René ne parle pas avec tout le monde. René n'est pas très social mais parler de ses tableaux, c'est autre chose. Il ne peut pas éviter de faire une pub pour ses œuvres. La conversation s'engage entre René et son aimable voisin. Georgette regarde par le hublot de la fenêtre.
- Mon nom est Bernard Legrand. Est-ce la première fois que vous allez à Gran Canaria ? demande le voisin de René.
- Non, c'est la première fois. C'est mon épouse qui m'y a engagé. Je n'aime pas trop les voyages. Pour peindre, j'ai besoin de me trouver seul devant une toile encore vierge de toutes couleurs. Les idées me viennent dès que j'y dépose le premier trait sans avoir personne en face de moi en dehors de mon épouse, bien sûr, Je peins surtout en associant des objets incompatibles ormalement entre eux.

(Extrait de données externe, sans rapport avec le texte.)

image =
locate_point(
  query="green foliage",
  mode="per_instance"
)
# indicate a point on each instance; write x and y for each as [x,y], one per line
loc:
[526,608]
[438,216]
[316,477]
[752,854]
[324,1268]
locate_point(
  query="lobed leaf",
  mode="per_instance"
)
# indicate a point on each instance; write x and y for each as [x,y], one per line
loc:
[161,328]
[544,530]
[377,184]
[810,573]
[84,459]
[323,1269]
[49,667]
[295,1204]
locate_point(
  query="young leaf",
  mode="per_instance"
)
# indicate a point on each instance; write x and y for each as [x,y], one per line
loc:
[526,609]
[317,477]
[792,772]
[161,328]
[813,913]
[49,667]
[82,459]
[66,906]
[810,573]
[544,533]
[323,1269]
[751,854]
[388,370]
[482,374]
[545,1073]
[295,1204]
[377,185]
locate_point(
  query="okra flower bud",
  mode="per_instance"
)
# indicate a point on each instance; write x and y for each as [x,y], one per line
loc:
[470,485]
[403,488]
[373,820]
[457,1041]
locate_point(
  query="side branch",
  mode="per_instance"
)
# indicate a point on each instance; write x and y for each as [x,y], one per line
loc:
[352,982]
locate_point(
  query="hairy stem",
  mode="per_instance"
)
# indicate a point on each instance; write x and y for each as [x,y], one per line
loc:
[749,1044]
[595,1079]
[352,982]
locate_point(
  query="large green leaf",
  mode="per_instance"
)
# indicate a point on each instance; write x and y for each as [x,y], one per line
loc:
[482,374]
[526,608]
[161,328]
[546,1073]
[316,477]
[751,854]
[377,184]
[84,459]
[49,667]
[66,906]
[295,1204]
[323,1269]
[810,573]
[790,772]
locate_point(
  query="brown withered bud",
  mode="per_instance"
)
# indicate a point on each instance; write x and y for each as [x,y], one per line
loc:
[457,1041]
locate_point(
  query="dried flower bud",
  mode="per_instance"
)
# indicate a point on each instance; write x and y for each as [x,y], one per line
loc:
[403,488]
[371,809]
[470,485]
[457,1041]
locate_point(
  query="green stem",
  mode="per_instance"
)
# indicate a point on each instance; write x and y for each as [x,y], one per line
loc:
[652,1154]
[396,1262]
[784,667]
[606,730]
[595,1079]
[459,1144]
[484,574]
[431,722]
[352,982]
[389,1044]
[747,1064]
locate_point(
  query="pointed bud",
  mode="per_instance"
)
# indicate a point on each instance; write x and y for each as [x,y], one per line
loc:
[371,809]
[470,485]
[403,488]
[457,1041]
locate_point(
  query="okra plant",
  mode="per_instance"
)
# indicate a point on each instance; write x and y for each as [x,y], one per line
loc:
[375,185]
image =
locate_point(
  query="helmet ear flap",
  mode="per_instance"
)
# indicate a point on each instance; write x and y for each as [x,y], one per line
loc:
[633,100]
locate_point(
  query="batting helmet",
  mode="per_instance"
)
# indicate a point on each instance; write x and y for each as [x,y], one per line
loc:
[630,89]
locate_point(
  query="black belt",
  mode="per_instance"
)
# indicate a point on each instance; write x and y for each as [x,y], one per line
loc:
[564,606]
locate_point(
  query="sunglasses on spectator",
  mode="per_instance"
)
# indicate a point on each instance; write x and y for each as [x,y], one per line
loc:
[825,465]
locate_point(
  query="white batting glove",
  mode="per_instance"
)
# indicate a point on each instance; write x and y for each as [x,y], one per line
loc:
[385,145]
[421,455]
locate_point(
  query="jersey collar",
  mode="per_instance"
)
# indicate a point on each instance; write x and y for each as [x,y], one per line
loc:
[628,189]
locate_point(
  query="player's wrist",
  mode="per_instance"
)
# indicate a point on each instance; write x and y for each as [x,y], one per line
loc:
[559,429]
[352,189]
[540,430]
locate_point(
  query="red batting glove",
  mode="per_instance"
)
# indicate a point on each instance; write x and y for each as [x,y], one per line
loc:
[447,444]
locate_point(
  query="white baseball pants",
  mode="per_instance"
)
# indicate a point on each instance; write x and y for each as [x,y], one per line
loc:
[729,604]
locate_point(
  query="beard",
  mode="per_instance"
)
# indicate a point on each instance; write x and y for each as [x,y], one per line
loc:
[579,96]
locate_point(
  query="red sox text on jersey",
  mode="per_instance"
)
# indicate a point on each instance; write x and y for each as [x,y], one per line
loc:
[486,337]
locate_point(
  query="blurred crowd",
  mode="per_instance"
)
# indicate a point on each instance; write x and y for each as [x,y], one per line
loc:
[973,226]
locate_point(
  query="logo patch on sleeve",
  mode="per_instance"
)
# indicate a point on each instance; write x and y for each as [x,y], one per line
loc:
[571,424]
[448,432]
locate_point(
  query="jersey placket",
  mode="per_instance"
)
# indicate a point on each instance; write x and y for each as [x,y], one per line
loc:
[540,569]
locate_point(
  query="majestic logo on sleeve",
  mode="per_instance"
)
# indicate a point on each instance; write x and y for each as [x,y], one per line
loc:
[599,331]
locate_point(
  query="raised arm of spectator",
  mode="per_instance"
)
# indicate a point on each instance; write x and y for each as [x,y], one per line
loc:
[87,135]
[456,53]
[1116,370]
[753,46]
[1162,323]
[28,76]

- Comme c'est intéressant. A Maspalomas, j'y suis allé avec mon ami, plusieurs fois. On y fait des rencontres insolites. On y trouve aussi beaucoup d'artistes.
- Nous partons en vacances surtout pour mon épouse, Germaine, pour qui les vacances sont très importantes. Elles lui permettent d'accorder un tempo aux travaux d'intendance à la maison. Elle a besoin d'exotisme et de ne plus devoir faire la même chose à la maison toute l'année. Quand je veux faire quelque chose à la maison pour la remplacer et lui épargner du travail, elle refuse en disant que je n'ai pas l'habitude et que je ne le ferais pas bien à son idée.
- Les femmes n'ont pas toujours raison de le dire. Je fais tout moi-même chez moi. J'ai mon ami pour le reste. Déléguer n'est pas facile même pour motiver. Je connais cela au bureau où je travaille. Je contrôle une petite équipe et souvent je me dis que je ferais mieux et plus rapidement en faisant le travail par moi-même...
L'attente du décollage commence.
L'heure de décollage est dépassée. L'hôtesse annonce que deux passagers ne sont pas encore embarqués dans l'avion. Il est dit qu'on les attend.
Un quart d'heure après : Toujours personne. Le pilote décide de partir. Mais il y a un problème. Les valises de ces deux passagers sont déjà dans la soute à bagages de l'avion. Il faut les extraire avant de pouvoir partir. Quatre valises sont enregistrées à leur nom et il faut retrouver. Personne n'ose parler de terrorisme ou d'attentat. On est drillé et près à tout subir en Belgique. Les bagages litigieux sont enfin emportés et les autres réintroduits dans les soutes.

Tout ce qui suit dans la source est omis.